Ventilation parameters’ impact on artificial tornado-based cylindrical vortex dust removal system performance

Abstract

Dust pollution from industrial production seriously threatens workers’ occupational health and enterprise safety. The cylindrical vortex dust removal system based on artificial tornadoes was proposed to mitigate dust pollution in workspaces. To elucidate the flow field characteristics and dust control mechanisms of this ventilation system, the airflow-dust two-phase coupling model was established based on the Euler-Lagrange method, and the influence of different jet angle θ and blowing-suction flow ratio k on the airflow-dust coupling diffusion was simulated. The findings indicated that jet interactions significantly influence dust control efficacy. Increasing θ and k can transform jet interactions from entrainment to impact.
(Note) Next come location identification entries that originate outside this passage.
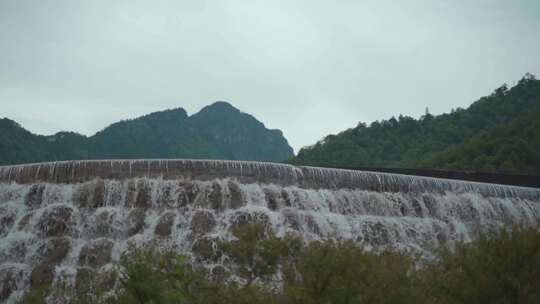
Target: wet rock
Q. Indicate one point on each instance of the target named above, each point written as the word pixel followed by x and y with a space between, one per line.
pixel 103 223
pixel 202 222
pixel 189 193
pixel 218 273
pixel 143 199
pixel 84 281
pixel 56 222
pixel 291 218
pixel 164 225
pixel 207 249
pixel 90 195
pixel 135 221
pixel 271 199
pixel 236 199
pixel 90 282
pixel 417 207
pixel 215 197
pixel 55 250
pixel 376 234
pixel 312 224
pixel 242 218
pixel 34 197
pixel 286 198
pixel 165 198
pixel 42 276
pixel 7 219
pixel 96 253
pixel 98 197
pixel 131 194
pixel 431 204
pixel 25 221
pixel 8 282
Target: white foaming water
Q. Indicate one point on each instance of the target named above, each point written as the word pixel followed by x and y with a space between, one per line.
pixel 73 219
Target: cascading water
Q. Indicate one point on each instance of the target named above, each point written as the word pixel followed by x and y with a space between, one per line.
pixel 64 222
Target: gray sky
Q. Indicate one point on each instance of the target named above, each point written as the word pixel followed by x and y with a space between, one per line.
pixel 309 68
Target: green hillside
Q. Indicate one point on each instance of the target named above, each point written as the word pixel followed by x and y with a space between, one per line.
pixel 483 137
pixel 218 131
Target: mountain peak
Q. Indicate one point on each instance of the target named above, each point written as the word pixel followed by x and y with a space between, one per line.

Appropriate adjustment of θ and k can significantly reduce the area polluted by high-concentration dust clusters. When 20°≤θ ≤ 30° and 0.90 ≤ k ≤ 1.15, the cylindrical vortices generated within the space demonstrated pronounced stability and effective dust control capabilities. Currently, the proportion V_d′ of the high-concentration dust pollution range is less than 10 %, and the dust removal efficiency ε exceeds 85 %. Compared to traditional single-vent ventilation, which depended solely on the exhaust air volume for dust capture and control, the dust removal efficiency in the cylindrical vortex dust removal system increased by 167.69 % when the total air volume remained constant. This research furnished the theoretical foundation and design guidelines for implementing cylindrical vortex dust removal systems in industries.